Reputation: 883
I have three tables: categories, articles, and article_events, with the following structure
categories: id, name (100,000 rows)
articles: id, category_id (6000 rows)
article_events: id, article_id, status_id (20,000 rows)
The highest article_events.id for each article row describes the current status of each article.
I'm returning a table of categories and how many articles are in them with a most-recent-event status_id of '1'.

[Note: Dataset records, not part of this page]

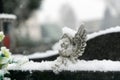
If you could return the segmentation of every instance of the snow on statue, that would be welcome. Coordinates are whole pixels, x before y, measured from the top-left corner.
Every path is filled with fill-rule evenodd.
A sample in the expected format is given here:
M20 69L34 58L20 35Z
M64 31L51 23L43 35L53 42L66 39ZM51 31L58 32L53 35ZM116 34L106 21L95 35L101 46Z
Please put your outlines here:
M82 56L86 47L86 30L82 24L78 31L73 33L67 28L60 40L61 48L59 49L59 57L55 65L52 67L54 72L60 71L60 66L67 65L68 61L75 63L79 56Z

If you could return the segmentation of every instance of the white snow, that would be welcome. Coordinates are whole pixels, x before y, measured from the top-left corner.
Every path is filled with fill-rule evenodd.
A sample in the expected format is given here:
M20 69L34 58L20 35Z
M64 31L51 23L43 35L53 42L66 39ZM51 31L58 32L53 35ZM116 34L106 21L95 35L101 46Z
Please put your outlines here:
M63 34L68 34L68 35L70 35L71 37L74 37L74 35L75 35L75 33L76 33L75 30L70 29L70 28L68 28L68 27L64 27L64 28L62 29L62 31L63 31Z
M120 32L120 26L116 26L116 27L112 27L112 28L109 28L109 29L106 29L106 30L101 30L99 32L94 32L94 33L88 34L87 35L87 40L93 39L97 36L101 36L101 35L105 35L105 34L109 34L109 33L115 33L115 32ZM72 30L68 27L65 27L65 28L63 28L63 34L64 33L67 33L71 36L74 36L76 31L74 31L74 30Z
M17 66L16 64L10 64L8 66L8 70L22 70L22 71L31 71L31 70L52 70L55 61L45 61L45 62L28 62L21 66ZM93 61L85 61L79 60L77 63L73 64L68 62L67 66L61 65L60 70L66 71L120 71L120 61L111 61L111 60L93 60Z
M36 59L36 58L50 57L50 56L53 56L53 55L56 55L56 54L58 54L58 50L49 50L49 51L46 51L46 52L36 52L36 53L31 54L31 55L26 55L26 57L28 57L29 59ZM16 55L12 55L12 57L14 59L22 58L23 55L16 54Z
M43 53L35 53L35 54L32 54L32 55L29 55L28 58L43 58L43 57L50 57L50 56L53 56L53 55L56 55L58 54L58 51L52 51L52 50L49 50L47 52L43 52Z
M13 14L0 14L0 19L16 19L16 15Z
M102 31L99 31L99 32L94 32L92 34L88 34L87 35L87 40L93 39L97 36L101 36L101 35L105 35L105 34L109 34L109 33L115 33L115 32L120 32L120 26L112 27L112 28L109 28L109 29L106 29L106 30L102 30Z
M101 30L99 32L94 32L94 33L88 34L87 35L87 40L93 39L97 36L101 36L101 35L105 35L105 34L109 34L109 33L115 33L115 32L120 32L120 26L116 26L116 27L112 27L112 28L109 28L109 29L106 29L106 30ZM68 27L65 27L65 28L63 28L63 34L64 33L67 33L71 36L74 36L76 31L72 30Z
M30 61L21 66L15 64L15 63L10 64L8 66L8 70L22 70L22 71L39 70L39 71L43 71L43 70L51 70L52 65L53 65L53 62L40 62L39 63L39 62Z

What I have so far works, but is fairly slow (10 seconds) with the size of my tables. Wondering if there's a way to make this faster. All the tables have proper indexes as far as I know.
SELECT c.id,
c.name,
SUM(CASE WHEN e.status_id = 1 THEN 1 ELSE 0 END) article_count
FROM categories c
LEFT JOIN articles a ON a.category_id = c.id
LEFT JOIN (
SELECT article_id, MAX(id) event_id
FROM article_events
GROUP BY article_id
) most_recent ON most_recent.article_id = a.id
LEFT JOIN article_events e ON most_recent.event_id = e.id
GROUP BY c.id
Basically I have to join to the events table twice, since asking for the status_id along with the MAX(id) just returns the first status_id it finds, and not the one associated with the MAX(id) row.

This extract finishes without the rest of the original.